Gelsomina pâlit en écoutant ce récit, et quand donna Violetta eut cessé de parler, tous ses membres tremblaient d’agitation.

— Le sénat a un pouvoir effrayant : comment oser lui résister ? dit-elle en parlant si bas qu’on pouvait à peine l’entendre. Avez-vous réfléchi sur les risques que vous courez ?

— Si je n’y ai pas réfléchi, il est trop tard maintenant pour le faire. Je suis épouse du duc de Sainte-Agathe, et je ne puis jamais être celle d’un autre.

— Jésus ! — c’est la vérité. — Et pourtant il me semble que j’aimerais mieux mourir dans un cloître que d’offenser le sénat.

— Tu ne sais pas, ma bonne fille, jusqu’où peut aller le courage d’une épouse, même à mon âge. — Tu es encore attachée à ton père, soumise aux habitudes de l’enfance et n’ayant reçu que les instructions de cet âge ; mais tu vivras assez pour apprendre que toutes les espérances de bonheur peuvent se concentrer sur un autre.

Gelsomina cessa de trembler, et son œil plein de douceur étincela.

— Le Conseil est terrible, dit-elle ; mais il doit être encore plus terrible d’abandonner celui à qui l’on a fait vœu d’amour et d’obéissance au pied des autels !

— As-tu quelques moyens pour nous cacher ici, ma fille, demanda donna Florinda, et pour nous aider à fuir plus loin en secret, quand ce moment de tumulte sera passé ?

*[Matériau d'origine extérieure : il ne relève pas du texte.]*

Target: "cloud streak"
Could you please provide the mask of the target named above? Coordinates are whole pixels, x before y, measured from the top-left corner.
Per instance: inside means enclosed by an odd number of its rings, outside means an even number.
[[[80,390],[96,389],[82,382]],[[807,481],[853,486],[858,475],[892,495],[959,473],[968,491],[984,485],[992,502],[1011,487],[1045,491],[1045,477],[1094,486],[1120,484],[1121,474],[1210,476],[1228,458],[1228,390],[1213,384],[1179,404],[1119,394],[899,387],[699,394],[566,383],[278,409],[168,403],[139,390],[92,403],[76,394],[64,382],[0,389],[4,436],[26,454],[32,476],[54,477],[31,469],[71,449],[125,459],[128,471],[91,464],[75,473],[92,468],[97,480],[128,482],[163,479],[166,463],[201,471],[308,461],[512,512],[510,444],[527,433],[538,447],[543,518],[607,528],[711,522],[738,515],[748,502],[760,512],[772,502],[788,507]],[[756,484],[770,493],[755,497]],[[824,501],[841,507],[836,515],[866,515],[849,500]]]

— Aucun, Madame. À peine si je connais les rues et les places de Venise. Santissima Maria ! que ne donnerais-je pas pour connaître la ville aussi bien que ma cousine Annina, qui va, quand bon lui semble, de la boutique de son père au Lido, et de la place de Saint-Marc au Rialto ? — Je l’enverrai chercher, et elle nous donnera des conseils dans ce cruel embarras.

— Ta cousine ! — Tu as une cousine nommée Annina ?

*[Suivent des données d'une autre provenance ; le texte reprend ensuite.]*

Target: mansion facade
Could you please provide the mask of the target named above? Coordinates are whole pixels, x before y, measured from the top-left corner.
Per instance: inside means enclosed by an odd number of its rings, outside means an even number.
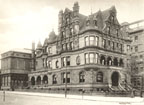
[[[129,91],[130,40],[117,20],[114,6],[89,16],[73,9],[59,12],[58,35],[33,47],[35,68],[28,73],[32,89]]]

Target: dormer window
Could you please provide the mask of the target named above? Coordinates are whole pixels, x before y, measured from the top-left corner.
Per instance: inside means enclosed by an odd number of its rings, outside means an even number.
[[[94,25],[97,26],[97,20],[94,20]]]
[[[63,31],[63,32],[62,32],[62,38],[64,38],[64,37],[65,37],[65,32]]]
[[[90,20],[87,20],[86,25],[87,25],[87,26],[90,25]]]

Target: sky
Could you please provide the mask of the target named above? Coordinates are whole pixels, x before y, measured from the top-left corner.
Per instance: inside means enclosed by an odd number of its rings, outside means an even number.
[[[144,0],[0,0],[0,54],[29,48],[58,29],[58,12],[72,10],[78,1],[80,13],[88,16],[115,6],[119,23],[144,19]]]

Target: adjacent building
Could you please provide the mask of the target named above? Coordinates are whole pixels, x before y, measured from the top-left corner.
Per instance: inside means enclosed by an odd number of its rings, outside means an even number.
[[[131,39],[128,50],[131,55],[132,86],[138,90],[144,89],[144,20],[124,25]]]
[[[63,91],[130,91],[130,39],[117,20],[114,6],[89,16],[73,9],[59,12],[58,35],[52,31],[33,49],[36,68],[30,88]]]
[[[1,54],[1,89],[17,89],[28,85],[31,52],[13,50]]]

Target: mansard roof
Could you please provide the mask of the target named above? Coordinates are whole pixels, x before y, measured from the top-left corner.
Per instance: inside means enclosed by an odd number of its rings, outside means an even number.
[[[105,26],[105,22],[109,20],[109,17],[111,16],[111,14],[114,14],[114,16],[116,16],[115,6],[112,6],[111,8],[104,10],[104,11],[99,10],[98,12],[93,13],[89,16],[84,16],[79,13],[78,16],[79,16],[80,30],[84,30],[87,28],[86,22],[88,20],[90,21],[89,28],[95,28],[94,25],[92,24],[92,21],[97,20],[97,21],[100,21],[98,24],[98,28],[103,29]],[[115,21],[119,25],[119,22],[117,20]]]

— Oui, Madame ; la fille de la sœur de ma mère.

— Et dont le père est un marchand de vin nommé Tomaso Torti ?

— Les nobles dames de Venise connaissent-elles si bien leurs inférieurs ! — Ma cousine en sera très-flattée, car elle désire vivement être connue des grands.

— Et ta cousine vient-elle ici ?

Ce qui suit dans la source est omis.